Example 1: identical dictionaries mapping 20 consecutive integers to themselves
% python -m timeit -s 'x=y=dict((i,i) for i in range(20))' 'z1=dict(x.items() + y.items())'
100000 loops, best of 3: 5.67 usec per loop
% python -m timeit -s 'x=y=dict((i,i) for i in range(20))' 'z2=dict(x, **y)'
100000 loops, best of 3: 1.53 usec per loop
z2
wins by a factor of 3.5 or so. Different dictionaries seem to yield quite different results, but z2
always seems to come out ahead. (If you get inconsistent results for the same test, try passing in -r
with a number larger than the default 3.)
Example 2: non-overlapping dictionaries mapping 252 short strings to integers and vice versa
% python -m timeit -s 'from htmlentitydefs import codepoint2name as x, name2codepoint as y' 'z1=dict(x.items() + y.items())'
1000 loops, best of 3: 260 usec per loop
% python -m timeit -s 'from htmlentitydefs import codepoint2name as x, name2codepoint as y' 'z2=dict(x, **y)'
10000 loops, best of 3: 26.9 usec per loop
z2
wins by about a factor of 10. That's a pretty big win in my book!
After comparing those two, I wondered if z1
's poor performance could be attributed to the overhead of constructing the two item lists, which in turn led me to wonder if this variation might work better:
from itertools import chain
z3 = dict(chain(x.iteritems(), y.iteritems()))
A few quick tests, e.g.
% python -m timeit -s 'from itertools import chain; from htmlentitydefs import codepoint2name as x, name2codepoint as y' 'z3=dict(chain(x.iteritems(), y.iteritems()))'
10000 loops, best of 3: 66 usec per loop
lead me to conclude that z3
is somewhat faster than z1
, but not nearly as fast as z2
. Definitely not worth all the extra typing.
This discussion is still missing something important, which is a performance comparison of these alternatives with the "obvious" way of merging two lists: using the update
method. To try to keep things on an equal footing with the expressions, none of which modify x or y, I'm going to make a copy of x instead of modifying it in-place, as follows:
z0 = dict(x)
z0.update(y)
A typical result:
% python -m timeit -s 'from htmlentitydefs import codepoint2name as x, name2codepoint as y' 'z0=dict(x); z0.update(y)'
10000 loops, best of 3: 26.9 usec per loop
In other words, z0
and z2
seem to have essentially identical performance.
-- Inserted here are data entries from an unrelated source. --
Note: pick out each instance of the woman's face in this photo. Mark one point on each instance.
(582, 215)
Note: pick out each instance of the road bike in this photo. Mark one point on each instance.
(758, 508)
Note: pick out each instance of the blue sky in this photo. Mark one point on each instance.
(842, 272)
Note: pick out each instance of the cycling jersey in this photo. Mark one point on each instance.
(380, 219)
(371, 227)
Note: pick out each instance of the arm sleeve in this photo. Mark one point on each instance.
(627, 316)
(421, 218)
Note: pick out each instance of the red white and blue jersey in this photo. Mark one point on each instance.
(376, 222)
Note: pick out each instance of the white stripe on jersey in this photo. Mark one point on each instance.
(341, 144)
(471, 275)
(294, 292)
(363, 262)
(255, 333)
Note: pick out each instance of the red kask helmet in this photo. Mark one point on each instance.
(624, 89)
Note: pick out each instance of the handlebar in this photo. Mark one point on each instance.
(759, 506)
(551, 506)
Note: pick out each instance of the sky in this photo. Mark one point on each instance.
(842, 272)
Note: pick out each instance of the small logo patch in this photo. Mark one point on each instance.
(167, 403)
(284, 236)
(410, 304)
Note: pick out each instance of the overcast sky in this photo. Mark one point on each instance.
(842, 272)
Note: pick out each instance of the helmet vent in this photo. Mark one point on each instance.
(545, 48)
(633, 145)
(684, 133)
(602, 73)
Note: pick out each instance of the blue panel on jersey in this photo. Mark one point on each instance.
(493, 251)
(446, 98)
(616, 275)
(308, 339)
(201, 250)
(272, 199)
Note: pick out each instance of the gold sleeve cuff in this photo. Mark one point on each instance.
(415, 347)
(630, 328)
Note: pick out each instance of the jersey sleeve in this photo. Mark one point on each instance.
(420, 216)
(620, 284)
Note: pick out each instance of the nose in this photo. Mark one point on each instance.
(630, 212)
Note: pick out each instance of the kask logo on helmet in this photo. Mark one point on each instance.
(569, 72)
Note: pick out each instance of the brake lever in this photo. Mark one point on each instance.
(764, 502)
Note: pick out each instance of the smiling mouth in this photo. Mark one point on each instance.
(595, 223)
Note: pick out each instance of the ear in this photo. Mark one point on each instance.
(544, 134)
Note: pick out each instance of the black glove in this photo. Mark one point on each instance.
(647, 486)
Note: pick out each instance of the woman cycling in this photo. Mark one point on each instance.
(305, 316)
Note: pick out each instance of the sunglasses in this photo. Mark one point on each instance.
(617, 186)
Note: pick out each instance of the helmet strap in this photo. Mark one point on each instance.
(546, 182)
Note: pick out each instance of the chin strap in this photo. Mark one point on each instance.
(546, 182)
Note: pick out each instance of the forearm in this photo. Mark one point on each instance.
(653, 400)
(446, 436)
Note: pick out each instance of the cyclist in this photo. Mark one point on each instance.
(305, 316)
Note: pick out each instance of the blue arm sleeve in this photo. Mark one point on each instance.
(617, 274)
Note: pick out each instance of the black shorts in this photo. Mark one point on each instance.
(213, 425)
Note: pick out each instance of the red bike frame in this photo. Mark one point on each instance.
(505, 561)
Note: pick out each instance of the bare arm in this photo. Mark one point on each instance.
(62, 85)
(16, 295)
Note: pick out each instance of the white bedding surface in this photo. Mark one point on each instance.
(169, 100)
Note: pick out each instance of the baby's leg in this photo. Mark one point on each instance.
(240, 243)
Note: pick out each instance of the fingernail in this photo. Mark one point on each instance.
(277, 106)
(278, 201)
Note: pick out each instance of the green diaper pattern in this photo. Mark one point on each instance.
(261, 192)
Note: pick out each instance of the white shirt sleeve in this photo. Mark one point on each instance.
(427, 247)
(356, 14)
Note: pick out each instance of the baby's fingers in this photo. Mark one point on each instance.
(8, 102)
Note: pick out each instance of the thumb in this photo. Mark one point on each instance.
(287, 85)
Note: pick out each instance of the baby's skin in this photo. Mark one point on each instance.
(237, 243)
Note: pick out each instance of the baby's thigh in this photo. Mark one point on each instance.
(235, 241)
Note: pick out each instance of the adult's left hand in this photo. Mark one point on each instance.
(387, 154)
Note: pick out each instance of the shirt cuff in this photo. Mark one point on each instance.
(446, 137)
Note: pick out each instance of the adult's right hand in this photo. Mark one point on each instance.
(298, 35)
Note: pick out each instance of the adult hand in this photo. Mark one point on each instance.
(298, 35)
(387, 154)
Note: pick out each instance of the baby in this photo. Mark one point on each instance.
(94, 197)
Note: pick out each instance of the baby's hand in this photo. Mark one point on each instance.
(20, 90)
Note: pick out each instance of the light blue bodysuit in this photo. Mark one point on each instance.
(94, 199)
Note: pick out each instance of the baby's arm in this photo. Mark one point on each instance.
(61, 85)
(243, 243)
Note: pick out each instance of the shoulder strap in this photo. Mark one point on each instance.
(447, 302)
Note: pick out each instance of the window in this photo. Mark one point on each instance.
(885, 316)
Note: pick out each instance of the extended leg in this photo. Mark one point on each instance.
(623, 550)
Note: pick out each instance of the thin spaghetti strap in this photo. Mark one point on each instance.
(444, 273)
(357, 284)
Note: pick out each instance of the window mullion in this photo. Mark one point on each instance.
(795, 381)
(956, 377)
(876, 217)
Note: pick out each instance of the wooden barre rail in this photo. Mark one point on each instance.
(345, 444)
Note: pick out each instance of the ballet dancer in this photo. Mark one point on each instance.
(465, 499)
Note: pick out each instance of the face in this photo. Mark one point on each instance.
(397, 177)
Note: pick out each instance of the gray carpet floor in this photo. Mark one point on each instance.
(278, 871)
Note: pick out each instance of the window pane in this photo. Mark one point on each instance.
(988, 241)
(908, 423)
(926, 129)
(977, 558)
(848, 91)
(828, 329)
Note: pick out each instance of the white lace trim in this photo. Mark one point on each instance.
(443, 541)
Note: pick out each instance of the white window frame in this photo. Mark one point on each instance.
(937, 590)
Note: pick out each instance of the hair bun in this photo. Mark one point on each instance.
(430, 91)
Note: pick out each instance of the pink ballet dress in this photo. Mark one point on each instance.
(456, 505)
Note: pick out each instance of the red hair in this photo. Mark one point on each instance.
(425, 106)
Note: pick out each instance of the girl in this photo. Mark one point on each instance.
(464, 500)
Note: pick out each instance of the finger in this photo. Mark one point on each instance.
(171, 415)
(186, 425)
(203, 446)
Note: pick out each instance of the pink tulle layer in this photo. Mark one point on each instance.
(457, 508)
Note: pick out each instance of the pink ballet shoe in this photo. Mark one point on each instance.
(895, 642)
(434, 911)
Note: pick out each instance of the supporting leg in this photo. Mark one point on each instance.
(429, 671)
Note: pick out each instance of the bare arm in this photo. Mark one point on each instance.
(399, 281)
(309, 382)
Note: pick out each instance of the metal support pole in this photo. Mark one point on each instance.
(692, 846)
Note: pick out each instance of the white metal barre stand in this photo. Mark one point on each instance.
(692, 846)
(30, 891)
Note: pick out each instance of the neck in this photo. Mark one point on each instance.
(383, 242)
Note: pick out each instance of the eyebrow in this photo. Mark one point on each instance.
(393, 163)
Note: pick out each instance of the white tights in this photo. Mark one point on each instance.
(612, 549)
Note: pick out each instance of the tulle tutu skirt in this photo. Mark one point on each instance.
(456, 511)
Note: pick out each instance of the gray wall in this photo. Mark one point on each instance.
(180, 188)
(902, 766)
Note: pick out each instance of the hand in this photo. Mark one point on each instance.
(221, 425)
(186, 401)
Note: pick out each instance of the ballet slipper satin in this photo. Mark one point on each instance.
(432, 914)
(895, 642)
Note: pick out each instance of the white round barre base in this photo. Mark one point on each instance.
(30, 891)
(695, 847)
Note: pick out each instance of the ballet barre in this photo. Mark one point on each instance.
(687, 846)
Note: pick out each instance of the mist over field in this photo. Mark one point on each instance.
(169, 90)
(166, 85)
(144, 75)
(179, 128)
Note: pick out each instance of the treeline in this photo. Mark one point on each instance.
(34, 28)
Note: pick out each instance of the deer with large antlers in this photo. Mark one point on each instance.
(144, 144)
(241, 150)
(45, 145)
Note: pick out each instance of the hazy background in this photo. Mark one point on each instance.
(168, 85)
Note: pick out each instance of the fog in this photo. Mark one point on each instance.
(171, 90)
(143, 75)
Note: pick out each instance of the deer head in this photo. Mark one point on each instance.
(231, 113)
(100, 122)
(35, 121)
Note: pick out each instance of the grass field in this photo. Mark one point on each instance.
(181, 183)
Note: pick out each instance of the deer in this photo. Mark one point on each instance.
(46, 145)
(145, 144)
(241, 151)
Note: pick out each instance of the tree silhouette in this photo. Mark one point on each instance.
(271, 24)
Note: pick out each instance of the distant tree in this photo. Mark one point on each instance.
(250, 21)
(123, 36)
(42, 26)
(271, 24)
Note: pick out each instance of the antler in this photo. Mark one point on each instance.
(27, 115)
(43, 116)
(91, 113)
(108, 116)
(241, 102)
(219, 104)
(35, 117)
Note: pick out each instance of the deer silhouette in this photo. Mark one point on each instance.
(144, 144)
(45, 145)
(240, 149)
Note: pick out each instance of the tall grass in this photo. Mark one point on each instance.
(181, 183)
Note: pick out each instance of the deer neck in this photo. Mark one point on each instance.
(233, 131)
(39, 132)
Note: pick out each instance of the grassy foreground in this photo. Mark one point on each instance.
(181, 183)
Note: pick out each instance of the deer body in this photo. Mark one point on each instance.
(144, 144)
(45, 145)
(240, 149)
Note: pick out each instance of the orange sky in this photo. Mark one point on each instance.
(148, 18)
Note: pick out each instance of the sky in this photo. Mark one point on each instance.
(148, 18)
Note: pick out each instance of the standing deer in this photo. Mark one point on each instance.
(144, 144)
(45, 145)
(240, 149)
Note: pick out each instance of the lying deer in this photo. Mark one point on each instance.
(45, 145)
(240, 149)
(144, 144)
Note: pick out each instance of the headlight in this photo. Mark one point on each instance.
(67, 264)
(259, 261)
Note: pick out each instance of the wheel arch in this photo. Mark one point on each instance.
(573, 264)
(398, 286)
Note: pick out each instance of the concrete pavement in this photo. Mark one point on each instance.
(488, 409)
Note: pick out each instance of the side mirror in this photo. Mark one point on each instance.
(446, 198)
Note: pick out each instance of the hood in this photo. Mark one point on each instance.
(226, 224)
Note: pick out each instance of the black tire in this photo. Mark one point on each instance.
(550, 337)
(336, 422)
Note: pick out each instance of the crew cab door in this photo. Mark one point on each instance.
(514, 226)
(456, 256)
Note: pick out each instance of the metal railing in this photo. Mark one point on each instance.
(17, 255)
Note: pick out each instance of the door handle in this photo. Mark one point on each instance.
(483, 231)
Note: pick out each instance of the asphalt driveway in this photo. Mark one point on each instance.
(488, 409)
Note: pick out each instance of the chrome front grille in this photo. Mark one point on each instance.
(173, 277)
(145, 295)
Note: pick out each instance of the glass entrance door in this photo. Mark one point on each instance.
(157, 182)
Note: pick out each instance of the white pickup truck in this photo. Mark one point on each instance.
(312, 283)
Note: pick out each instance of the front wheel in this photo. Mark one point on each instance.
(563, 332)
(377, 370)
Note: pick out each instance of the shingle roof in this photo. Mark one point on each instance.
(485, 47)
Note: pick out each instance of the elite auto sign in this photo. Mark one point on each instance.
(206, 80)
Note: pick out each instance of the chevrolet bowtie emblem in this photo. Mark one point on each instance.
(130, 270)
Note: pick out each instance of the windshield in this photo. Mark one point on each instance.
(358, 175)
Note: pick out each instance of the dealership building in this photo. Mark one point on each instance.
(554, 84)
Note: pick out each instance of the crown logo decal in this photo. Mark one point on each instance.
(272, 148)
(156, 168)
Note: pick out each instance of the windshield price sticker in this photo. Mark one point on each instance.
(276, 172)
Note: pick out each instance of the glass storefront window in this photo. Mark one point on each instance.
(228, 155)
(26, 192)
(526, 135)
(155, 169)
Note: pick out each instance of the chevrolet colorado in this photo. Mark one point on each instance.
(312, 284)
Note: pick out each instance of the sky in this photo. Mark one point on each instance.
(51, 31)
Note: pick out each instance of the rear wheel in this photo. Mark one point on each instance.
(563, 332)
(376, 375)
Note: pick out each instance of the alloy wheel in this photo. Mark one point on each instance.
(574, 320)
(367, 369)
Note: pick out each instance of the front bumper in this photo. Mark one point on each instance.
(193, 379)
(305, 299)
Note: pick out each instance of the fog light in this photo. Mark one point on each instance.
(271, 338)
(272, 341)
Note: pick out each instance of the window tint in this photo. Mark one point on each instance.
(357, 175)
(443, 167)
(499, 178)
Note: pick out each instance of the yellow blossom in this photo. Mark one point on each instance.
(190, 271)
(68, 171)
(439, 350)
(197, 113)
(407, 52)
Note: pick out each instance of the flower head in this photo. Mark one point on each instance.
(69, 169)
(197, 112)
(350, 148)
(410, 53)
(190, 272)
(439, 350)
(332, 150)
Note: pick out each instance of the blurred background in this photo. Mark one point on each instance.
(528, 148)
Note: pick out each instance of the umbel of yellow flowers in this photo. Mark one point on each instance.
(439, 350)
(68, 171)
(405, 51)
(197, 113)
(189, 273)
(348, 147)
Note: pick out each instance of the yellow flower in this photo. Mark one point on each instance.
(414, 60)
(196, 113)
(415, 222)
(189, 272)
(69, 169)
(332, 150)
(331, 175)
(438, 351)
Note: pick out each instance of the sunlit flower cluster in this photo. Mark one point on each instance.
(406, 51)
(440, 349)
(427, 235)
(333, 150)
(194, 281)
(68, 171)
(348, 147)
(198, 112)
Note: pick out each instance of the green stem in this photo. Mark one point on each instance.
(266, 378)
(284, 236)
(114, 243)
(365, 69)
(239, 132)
Do you think this might be a coincidence? I don't....
In fact, I'd go so far as to claim that it's impossible for pure Python code to do any better than this. And if you can do significantly better in a C extension module, I imagine the Python folks might well be interested in incorporating your code (or a variation on your approach) into the Python core. Python uses dict
in lots of places; optimizing its operations is a big deal.
[UPDATE: You could also write this as
z0 = x.copy()
z0.update(y)
as Tony does, but (not surprisingly) the difference in notation turns out not to have any measurable effect on performance. Use whichever looks right to you. Of course, he's absolutely correct to point out that the two-statement version is much easier to understand.]